The camera moved to Bentley’s face as he said, “The box doesn’t matter. It’s all about quantum physics. I’m gonna warp the space-time continuum…” He stopped and thought about it for a moment, then continued. “Look, I don’t have time to explain it again right now. The window’s gonna close.”
“What window?” Annie asked.
Bentley flashed an exasperated look. “Not now.” He glanced at his watch. “Timing is everything in time travel.” He flipped a couple switches on the machine, and it came to life. Tiny colored lights winked on, some wheels began turning, and everything started vibrating. There was a low electronic hum.

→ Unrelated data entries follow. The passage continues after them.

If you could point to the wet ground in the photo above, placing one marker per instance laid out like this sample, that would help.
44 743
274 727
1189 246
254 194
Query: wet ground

He looked at the camera and said, “Set your tripod up over there,” pointing to a spot off to the side. “Just start filming, and leave it running. I need a witness.”
The view on the screen went black for a few moments. When it came back on the cardboard-box time machine filled the screen. The picture was noticeably steadier now with the camera mounted on a tripod.
The machine was vibrating wildly. There was a cacophony of humming and rattling sounds. Bentley stepped into the picture and walked up to the machine. He opened a cardboard hatch on the side and squirmed inside.
A whirring noise began, adding to the already considerable din. The whirring grew louder and louder, and a shower of sparks flew up from somewhere on the far side of the box. Then there was a loud POP, a bright flash of light, and a huge cloud of smoke billowed up and filled the screen.
“Holy moley!” Annie exclaimed, coughing.
When the smoke cleared, the machine was gone.
“Holy double moley!” she said, a tone of astonishment tingeing her voice.
On screen, nothing moved for a few seconds, then there was a loud crackling sound and bolts of static electricity filled the air. A whining buzz began, first very faint, then louder and louder, and…WHUMP!
The machine reappeared…out of thin air.
Thin wisps of steam emanated from the cardboard surfaces. After a few moments, the blinking lights winked out and all the whirling, spinning gizmos gradually slowed down and stopped.
Annie appeared on the screen as she rushed over to the machine. “Bentley?” she called out. “Bentley, are you all right?”
The hatch opened, and Bentley struggled to get out, stepping gingerly over the edge with one leg. He squeezed his body through the small opening, then followed with his other leg. He stood up and stretched.
As Annie watched, her mouth dropped open in astonishment.
Bentley was different. He was…taller. His clothes were nicer. The nerdy glasses were gone. And his features were strange somehow, more developed. More mature. He looked older. He looked like…a fifteen-year old.
As he stood there stretching the kinks out, Annie stammered, “Bentley? What…?” “Who are…?”
“It’s me, Annie,” he answered. “I went two hundred years into the future, to the year 2208. I stayed there for four years.”